Book Synopsis Event History Analysis With Stata by : Hans-Peter Blossfeld
Download or read book Event History Analysis With Stata written by Hans-Peter Blossfeld and published by Psychology Press. This book was released on 2007-02-02 with total page 291 pages. Available in PDF, EPUB and Kindle. Book excerpt: Event History Analysis With Stata provides an introduction to event history modeling techniques using Stata (version 9), a widely used statistical program that provides tools for data analysis. The book emphasizes the usefulness of event history models for causal analysis in the social sciences and the application of continuous-time models.

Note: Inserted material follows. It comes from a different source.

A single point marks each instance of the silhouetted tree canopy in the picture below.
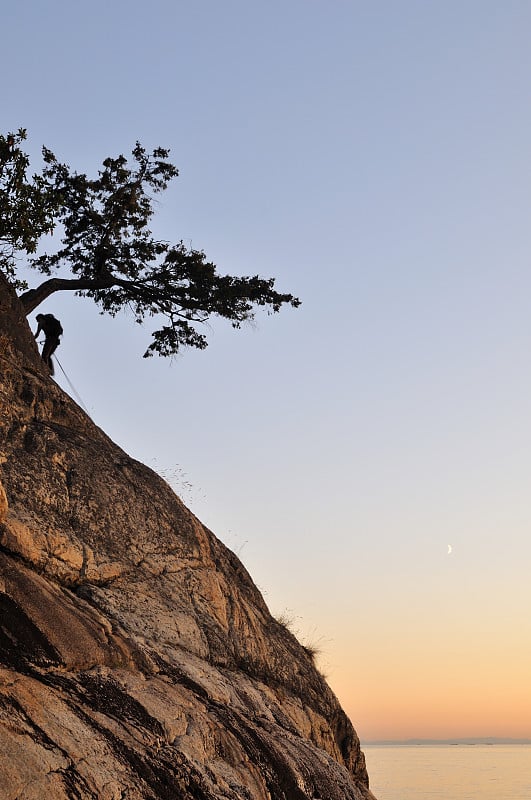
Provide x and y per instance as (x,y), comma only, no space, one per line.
(109,250)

T
Book Synopsis Block Designs: A Randomization Approach by : Tadeusz Calinski
Download or read book Block Designs: A Randomization Approach written by Tadeusz Calinski and published by Springer Science & Business Media. This book was released on 2012-12-06 with total page 323 pages. Available in PDF, EPUB and Kindle. Book excerpt: This book will be of interest to mathematical statisticians and biometricians interested in block designs. The emphasis of the book is on the randomization approach to block designs. After presenting the general theory of analysis based on the randomization model in Part I, the constructional and combinatorial properties of design are described in Part II. The book includes many new or recently published materials.